In 2013, he launched Aalayam Temple of Weaves, a handloom showroom in Jubilee Hills designed with elements inspired by the Guruvayur Temple. The store showcased handloom saris sourced from weaving communities across India, and a portion of its profits supported the Weavers’ Association of Aalayam Society.

In 2017, Kummar presented a Khadi focused collection at India Runway Week, featuring men's jackets with Kalamkari motifs and solid coloured lehenga ensembles.

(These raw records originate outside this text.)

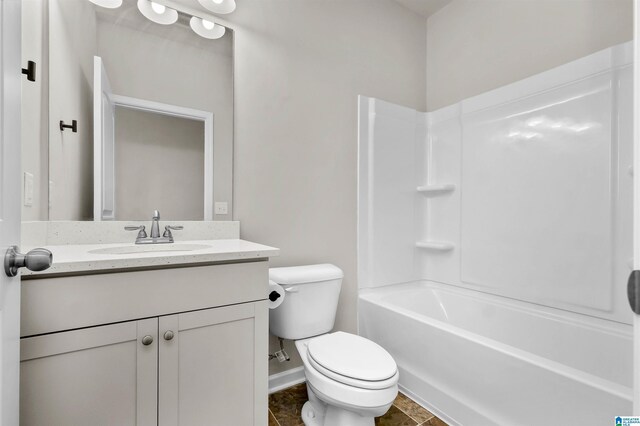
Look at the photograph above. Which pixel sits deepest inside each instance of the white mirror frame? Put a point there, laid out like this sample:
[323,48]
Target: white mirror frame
[175,111]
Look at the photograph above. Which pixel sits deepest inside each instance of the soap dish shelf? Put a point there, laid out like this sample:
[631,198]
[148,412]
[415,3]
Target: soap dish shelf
[435,245]
[431,190]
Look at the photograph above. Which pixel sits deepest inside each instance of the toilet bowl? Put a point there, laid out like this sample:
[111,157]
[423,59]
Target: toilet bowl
[350,379]
[341,392]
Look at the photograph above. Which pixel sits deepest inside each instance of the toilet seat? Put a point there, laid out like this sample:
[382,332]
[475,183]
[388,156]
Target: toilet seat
[352,360]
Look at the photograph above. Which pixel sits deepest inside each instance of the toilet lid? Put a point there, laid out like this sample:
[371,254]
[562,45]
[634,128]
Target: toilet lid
[352,356]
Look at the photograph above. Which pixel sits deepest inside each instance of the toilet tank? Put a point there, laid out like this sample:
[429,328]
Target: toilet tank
[310,301]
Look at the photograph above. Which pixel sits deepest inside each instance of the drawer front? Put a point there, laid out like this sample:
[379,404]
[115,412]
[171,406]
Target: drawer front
[64,303]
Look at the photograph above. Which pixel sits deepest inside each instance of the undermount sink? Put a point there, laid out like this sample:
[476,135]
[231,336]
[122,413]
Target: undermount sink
[150,248]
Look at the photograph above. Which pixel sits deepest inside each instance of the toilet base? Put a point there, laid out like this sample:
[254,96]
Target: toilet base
[316,412]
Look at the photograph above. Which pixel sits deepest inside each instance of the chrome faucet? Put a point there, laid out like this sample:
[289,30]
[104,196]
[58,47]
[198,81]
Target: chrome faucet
[155,237]
[155,224]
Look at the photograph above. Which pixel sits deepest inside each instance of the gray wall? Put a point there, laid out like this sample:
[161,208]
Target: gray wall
[476,46]
[300,66]
[160,166]
[174,66]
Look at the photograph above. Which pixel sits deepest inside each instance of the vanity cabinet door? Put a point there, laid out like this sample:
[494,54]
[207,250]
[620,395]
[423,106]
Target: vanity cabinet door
[213,366]
[95,376]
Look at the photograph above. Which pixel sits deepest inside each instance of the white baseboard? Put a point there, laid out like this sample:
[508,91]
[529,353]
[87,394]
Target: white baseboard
[286,379]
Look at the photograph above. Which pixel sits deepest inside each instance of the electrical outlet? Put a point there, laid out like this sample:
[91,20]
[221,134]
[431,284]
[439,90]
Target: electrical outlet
[28,189]
[221,207]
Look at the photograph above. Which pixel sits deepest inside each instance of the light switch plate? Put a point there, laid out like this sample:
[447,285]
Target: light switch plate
[221,207]
[28,189]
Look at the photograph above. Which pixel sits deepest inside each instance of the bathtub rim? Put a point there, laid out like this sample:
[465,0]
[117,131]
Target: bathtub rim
[374,296]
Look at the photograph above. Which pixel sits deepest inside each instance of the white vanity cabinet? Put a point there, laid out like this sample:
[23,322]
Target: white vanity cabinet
[179,346]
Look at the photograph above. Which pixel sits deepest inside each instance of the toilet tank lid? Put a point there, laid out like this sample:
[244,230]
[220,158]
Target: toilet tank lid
[305,274]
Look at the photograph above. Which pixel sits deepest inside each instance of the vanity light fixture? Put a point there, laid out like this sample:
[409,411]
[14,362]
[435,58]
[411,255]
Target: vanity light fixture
[109,4]
[158,13]
[206,29]
[219,6]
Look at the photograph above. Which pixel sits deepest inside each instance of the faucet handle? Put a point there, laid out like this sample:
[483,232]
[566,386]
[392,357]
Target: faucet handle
[142,233]
[168,228]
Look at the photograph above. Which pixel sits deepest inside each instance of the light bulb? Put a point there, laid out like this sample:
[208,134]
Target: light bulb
[158,8]
[109,4]
[208,24]
[219,6]
[206,29]
[157,13]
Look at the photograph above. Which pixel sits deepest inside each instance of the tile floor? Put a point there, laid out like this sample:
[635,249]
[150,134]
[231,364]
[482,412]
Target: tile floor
[285,407]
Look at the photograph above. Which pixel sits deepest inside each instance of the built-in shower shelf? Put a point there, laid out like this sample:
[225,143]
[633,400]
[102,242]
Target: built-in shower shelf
[437,189]
[435,245]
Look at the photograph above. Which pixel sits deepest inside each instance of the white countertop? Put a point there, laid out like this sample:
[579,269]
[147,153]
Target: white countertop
[77,258]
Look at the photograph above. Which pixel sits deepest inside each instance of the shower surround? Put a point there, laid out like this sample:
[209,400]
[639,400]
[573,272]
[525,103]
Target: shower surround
[494,244]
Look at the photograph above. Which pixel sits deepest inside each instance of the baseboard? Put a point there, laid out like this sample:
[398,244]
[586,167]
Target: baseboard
[286,379]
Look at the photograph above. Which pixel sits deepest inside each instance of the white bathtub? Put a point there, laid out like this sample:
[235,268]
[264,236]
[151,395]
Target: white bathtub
[476,359]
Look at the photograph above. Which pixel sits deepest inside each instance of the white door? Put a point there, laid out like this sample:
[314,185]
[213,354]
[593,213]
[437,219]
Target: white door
[10,87]
[636,203]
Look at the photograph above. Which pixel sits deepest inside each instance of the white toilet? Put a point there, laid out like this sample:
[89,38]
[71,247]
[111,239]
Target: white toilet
[350,379]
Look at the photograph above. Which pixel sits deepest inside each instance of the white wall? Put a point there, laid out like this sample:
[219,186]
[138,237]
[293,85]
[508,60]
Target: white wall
[476,46]
[72,44]
[35,107]
[160,166]
[300,66]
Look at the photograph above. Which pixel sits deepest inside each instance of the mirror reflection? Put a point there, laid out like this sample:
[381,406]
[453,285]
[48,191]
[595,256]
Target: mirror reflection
[153,106]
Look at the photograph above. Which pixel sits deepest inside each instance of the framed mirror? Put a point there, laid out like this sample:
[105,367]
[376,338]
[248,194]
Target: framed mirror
[153,111]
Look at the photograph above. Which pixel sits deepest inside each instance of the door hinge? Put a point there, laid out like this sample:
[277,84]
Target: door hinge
[633,291]
[30,71]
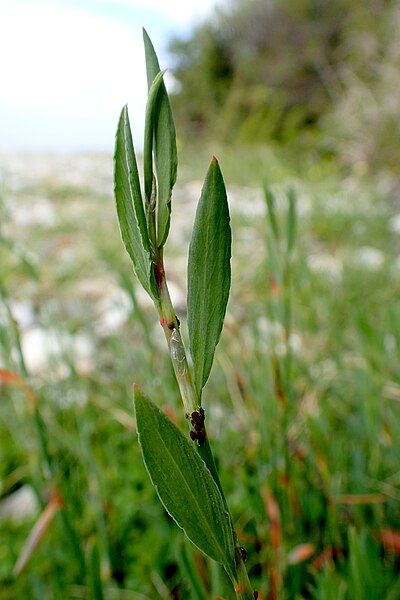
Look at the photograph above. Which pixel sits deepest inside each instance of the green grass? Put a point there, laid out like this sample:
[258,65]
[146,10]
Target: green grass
[313,430]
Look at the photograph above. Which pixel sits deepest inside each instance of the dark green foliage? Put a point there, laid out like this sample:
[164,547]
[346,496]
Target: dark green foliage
[287,71]
[209,274]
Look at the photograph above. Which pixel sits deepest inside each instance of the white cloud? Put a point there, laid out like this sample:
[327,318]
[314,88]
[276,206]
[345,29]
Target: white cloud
[66,73]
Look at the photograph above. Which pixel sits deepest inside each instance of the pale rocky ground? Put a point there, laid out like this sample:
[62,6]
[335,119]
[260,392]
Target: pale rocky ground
[35,201]
[54,207]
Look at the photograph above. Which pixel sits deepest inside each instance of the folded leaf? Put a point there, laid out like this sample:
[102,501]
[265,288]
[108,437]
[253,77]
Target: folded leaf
[209,273]
[149,134]
[128,197]
[184,484]
[164,145]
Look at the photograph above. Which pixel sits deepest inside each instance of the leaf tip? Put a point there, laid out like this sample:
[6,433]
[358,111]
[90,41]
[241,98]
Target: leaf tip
[137,390]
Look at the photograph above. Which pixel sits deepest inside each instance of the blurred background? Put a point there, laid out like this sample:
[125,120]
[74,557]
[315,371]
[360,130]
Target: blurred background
[300,103]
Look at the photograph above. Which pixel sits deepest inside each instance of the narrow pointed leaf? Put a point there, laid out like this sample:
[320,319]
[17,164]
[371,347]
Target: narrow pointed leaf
[183,483]
[209,273]
[291,220]
[128,198]
[149,135]
[164,145]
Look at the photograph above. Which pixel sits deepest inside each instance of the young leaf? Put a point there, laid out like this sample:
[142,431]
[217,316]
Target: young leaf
[149,134]
[184,484]
[209,273]
[164,145]
[128,197]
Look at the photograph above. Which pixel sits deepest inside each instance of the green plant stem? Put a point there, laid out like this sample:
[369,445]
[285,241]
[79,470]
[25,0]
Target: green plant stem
[170,325]
[243,588]
[191,402]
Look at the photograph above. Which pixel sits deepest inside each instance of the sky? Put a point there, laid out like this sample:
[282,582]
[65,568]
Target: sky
[68,66]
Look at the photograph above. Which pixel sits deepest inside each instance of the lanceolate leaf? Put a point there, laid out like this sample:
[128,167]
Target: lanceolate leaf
[209,273]
[164,145]
[149,134]
[128,197]
[184,484]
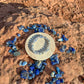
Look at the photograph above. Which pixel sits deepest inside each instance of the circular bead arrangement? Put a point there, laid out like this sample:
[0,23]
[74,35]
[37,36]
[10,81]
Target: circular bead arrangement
[38,66]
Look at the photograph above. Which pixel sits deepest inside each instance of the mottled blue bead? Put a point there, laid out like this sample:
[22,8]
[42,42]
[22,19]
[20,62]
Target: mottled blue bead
[29,64]
[54,79]
[25,30]
[10,51]
[58,82]
[44,63]
[33,26]
[61,50]
[39,25]
[61,80]
[36,30]
[48,29]
[47,83]
[10,45]
[53,74]
[57,34]
[65,39]
[21,27]
[22,63]
[24,74]
[54,32]
[33,75]
[18,35]
[37,71]
[14,40]
[40,30]
[58,70]
[58,75]
[68,51]
[45,27]
[50,82]
[61,39]
[16,53]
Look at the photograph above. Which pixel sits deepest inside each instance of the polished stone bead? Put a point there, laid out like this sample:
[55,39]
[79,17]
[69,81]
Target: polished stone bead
[39,25]
[33,26]
[57,34]
[14,40]
[54,79]
[25,30]
[58,70]
[32,67]
[58,75]
[37,71]
[44,26]
[61,39]
[18,35]
[40,30]
[47,83]
[61,80]
[68,51]
[21,27]
[54,32]
[24,74]
[48,29]
[22,63]
[36,30]
[53,74]
[29,64]
[50,82]
[33,75]
[10,51]
[16,53]
[58,82]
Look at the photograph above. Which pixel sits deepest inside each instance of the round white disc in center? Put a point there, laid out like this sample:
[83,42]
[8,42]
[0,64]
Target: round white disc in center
[39,43]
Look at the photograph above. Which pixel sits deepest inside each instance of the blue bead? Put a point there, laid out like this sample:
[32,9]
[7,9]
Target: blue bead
[36,30]
[25,30]
[40,30]
[58,70]
[14,40]
[61,80]
[61,50]
[44,63]
[33,75]
[48,29]
[16,53]
[58,82]
[68,51]
[10,45]
[54,32]
[50,82]
[37,71]
[33,26]
[21,27]
[58,75]
[57,34]
[61,39]
[10,51]
[22,63]
[53,74]
[65,39]
[45,27]
[29,64]
[61,72]
[32,68]
[54,79]
[47,83]
[39,25]
[18,35]
[24,74]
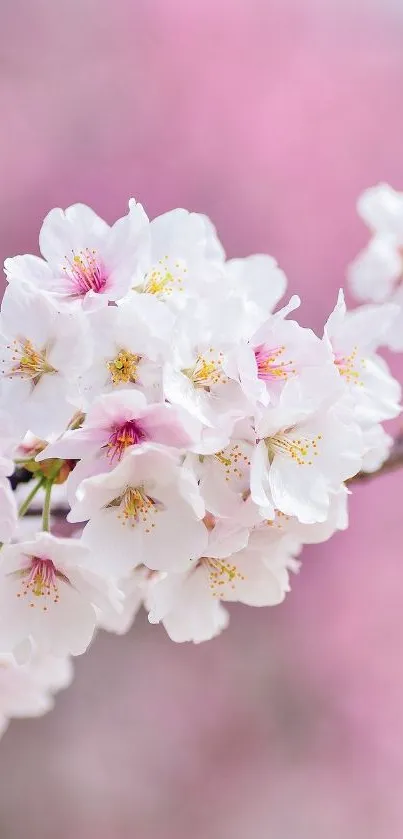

In 2018, his designs were shown at the Dubai Fashion League Series, where actor Sunny Leone appeared as the showstopper.

In 2022, his collection was presented at the Indian Designer Show Season 4, where Sini Shetty served as the showstopper. Also in 2022, his work was featured at the 17th American Telugu Association Convention and Youth Conference, held at the Walter E. Washington Convention Center in Washington, D.C..

Also in 2022, Kummar was selected to represent at International Eco Fashion Week Australia, where his label showcased Kalamkari natural cotton designs and incorporated the Ahmedabadi textile art form Mata ni Pachedi.